The moments when there's a sense of forgiving and reconciliation, we love it.
We get so touched.
The moments when there's gratitude, when we realize somebody's really on our team.
Those moments of the random acts of kindness.
And there's one shared cultural story that came to mind as I was reflecting that really fits in this.
and most of you are familiar with it,
and it's the 1914 Christmas truce.
And for those of you that might not remember,
there was an agreement,
and starting on Christmas Eve, the German,
and the British troops actually sang Christmas carols
to each other across the lines.
With the dawning of Christmas Day,
with the light of Christmas Day,
some German soldiers emerged in their trenches
and approached the Allied lines,
the no-man's land,
calling out Merry Christmas.
And at first the Allied soldiers feared it was a trick,
but then when they saw they were unarmed,
they all started shaking hands,
they exchanged presents of cigarettes and plum puddings,
and they sang carols and songs.
And this, of course,
it's now almost at a mythological level
because it speaks to something that is,
it transcends the conditioning,
and yet it so much matters to us.
that there's a basic quality of heart in all of us.
We love goodness, we do.
So when we see it in ourselves and others, that deepens trust.
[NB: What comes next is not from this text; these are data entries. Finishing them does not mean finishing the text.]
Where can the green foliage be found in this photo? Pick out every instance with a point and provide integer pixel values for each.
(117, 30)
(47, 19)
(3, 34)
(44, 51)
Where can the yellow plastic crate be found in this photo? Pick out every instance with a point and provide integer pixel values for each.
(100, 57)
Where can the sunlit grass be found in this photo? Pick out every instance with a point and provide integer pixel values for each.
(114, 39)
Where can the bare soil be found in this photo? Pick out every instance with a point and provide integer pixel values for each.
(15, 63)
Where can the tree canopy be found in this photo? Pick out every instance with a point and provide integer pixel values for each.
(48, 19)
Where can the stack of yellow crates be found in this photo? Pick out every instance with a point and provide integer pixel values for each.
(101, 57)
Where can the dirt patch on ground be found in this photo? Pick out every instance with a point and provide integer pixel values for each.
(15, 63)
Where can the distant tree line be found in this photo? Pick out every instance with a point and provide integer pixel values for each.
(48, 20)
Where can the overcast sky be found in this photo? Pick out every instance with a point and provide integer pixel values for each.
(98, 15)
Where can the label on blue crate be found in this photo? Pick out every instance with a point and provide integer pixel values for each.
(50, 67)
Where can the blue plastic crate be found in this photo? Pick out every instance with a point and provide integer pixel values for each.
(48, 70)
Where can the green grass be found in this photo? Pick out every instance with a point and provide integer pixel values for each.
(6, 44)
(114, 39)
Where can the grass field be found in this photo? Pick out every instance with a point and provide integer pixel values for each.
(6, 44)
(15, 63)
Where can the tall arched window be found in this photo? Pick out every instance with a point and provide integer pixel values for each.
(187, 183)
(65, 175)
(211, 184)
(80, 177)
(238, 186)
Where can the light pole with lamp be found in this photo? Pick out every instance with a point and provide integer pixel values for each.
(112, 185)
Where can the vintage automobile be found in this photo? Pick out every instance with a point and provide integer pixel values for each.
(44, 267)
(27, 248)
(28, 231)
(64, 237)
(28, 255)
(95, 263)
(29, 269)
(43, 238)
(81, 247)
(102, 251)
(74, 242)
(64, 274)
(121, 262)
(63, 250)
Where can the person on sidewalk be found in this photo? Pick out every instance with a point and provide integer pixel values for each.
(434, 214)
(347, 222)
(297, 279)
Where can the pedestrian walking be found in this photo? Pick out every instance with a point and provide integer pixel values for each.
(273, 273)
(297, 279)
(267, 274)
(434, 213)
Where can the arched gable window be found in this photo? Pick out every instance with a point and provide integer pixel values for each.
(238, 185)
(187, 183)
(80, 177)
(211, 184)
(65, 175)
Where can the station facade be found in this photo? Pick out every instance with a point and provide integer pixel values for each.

And when we feel disconnection and we focus on violence, aggression, defendedness,
that reduces trust.
So let's look a little bit at how in our own lives we have come to be
at whatever level of trust or distrust we have, because we know it begins with our caregivers
that the first 18 months of our life are our primary time for the cultivation of trust.
So if our parents are dependable in meeting our needs, if they're attuned, if there's a resonance
field, and they meet our needs in a way that is present, so there's really good attachment bonding,
that cultivates trust. That gives us a groundwork. If the world's
undependable, we don't get responded to, in a very basic way, it's not there.
I'll share with you one little cartoon I saw where a woman and her friend are having coffee.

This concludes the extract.